# Go Keyboard



## wolfen1086 (Oct 4, 2007)

Anybody besides me use Go apps? I have their launcher, Dialer, contacts and keyboard app, I like everything about all of them except the keyboard, its that pad plug in, who in their right mind made those buttons so darn small? I have a Epic so I use the virt keyboard 99% of the time because of the age old slider issues. and the pad plugin is obvious made for smurfs to see it cause I can't even with bifocals. LOL


----------



## Coolfreak (May 27, 2008)

I normally use the stock HTC keyboard - although sometimes I will download Smart Keyboard Pro and use the iPhone keyboard since I really do love their keyboard since the keys are spread apart.


----------



## wolfen1086 (Oct 4, 2007)

I tried the stock Samsung keyboard, but my typing abilities and the auto correct feature tend to conflict since I can't type and smart phones cant spell 
I'll try the smart keyboard though, and see if its worth it for me. I set God Keyboard back to the phone sty;e and so far as long as I go real real slow I can actually spell a word correctly.


----------



## Coolfreak (May 27, 2008)

Not sure if the samsung keyboard or Go Keyboard has it, but the stock HTC and the Smart keyboard have a keyboard calibration. I highly recommend you do it. It will help you're typing out tremendously. The calibration tool is buried in the keyboard settings somewhere.

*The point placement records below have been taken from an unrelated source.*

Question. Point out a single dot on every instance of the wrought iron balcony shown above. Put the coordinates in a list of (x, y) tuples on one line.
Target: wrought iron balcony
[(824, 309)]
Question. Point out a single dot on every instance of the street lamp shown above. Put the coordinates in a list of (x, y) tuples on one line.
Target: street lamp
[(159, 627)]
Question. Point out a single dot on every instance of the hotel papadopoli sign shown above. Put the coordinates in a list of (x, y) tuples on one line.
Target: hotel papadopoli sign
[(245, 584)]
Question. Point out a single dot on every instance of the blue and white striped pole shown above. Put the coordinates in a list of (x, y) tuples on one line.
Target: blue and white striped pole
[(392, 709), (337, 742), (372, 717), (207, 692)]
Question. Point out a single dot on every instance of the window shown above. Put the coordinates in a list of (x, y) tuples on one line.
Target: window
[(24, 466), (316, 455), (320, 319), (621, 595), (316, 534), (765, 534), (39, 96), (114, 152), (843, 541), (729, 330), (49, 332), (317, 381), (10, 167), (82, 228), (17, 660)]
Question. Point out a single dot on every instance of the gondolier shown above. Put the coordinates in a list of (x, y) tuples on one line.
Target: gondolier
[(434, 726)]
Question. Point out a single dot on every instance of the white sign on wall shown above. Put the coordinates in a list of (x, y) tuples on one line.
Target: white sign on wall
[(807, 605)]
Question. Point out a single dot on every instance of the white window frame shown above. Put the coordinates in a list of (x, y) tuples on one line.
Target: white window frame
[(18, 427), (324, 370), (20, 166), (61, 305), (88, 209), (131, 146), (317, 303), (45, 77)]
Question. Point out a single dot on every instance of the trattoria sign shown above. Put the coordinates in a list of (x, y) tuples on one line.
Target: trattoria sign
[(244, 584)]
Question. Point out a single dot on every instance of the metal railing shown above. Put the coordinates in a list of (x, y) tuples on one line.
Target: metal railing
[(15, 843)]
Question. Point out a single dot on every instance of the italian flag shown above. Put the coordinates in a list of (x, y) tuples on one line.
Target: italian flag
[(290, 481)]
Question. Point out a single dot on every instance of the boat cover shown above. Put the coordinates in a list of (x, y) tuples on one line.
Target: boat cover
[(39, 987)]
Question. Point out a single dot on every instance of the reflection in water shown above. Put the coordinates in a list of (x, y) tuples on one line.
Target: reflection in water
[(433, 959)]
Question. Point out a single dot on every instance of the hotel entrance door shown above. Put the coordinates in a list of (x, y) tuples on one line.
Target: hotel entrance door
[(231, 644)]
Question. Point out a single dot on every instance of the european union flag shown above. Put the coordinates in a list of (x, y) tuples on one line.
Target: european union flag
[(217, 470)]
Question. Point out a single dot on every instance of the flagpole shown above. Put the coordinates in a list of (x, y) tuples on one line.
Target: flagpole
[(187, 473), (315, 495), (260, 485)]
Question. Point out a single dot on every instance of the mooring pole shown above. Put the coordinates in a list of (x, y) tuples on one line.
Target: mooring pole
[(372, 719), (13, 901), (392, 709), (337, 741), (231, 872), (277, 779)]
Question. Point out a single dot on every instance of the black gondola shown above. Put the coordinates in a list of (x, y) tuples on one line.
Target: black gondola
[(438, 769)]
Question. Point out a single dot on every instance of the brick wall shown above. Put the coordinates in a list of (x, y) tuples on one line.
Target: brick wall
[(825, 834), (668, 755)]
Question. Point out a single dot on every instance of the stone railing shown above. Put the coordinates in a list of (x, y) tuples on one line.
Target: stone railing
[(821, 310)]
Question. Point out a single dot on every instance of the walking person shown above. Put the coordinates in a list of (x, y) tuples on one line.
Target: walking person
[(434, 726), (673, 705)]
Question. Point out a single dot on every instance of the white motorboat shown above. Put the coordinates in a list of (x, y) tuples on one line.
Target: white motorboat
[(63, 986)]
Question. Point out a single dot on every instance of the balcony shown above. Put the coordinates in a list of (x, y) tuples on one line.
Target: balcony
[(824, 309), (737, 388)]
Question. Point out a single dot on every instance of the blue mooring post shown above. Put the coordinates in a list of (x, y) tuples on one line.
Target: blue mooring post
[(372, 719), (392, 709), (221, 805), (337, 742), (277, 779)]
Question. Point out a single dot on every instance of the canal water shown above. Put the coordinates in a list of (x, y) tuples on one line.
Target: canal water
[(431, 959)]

If I remember tonight, I'll get my phone and find exactly where it is for you.


----------



## Shotgun4 (Aug 29, 2011)

I just love the Go Keyboard, and the Themes ! Just amazing!


----------



## wolfen1086 (Oct 4, 2007)

Coolfreak said:


> Not sure if the samsung keyboard or Go Keyboard has it, but the stock HTC and the Smart keyboard have a keyboard calibration. I highly recommend you do it. It will help you're typing out tremendously. The calibration tool is buried in the keyboard settings somewhere.
> 
> If I remember tonight, I'll get my phone and find exactly where it is for you.


I haven't seen any calibration setting anywhere, just the horizontal calibration in the settings, I'll dig around though, 
I have found that every darn update turns the stupid swipe back on so I have to bring my finger way high for that to not take over


----------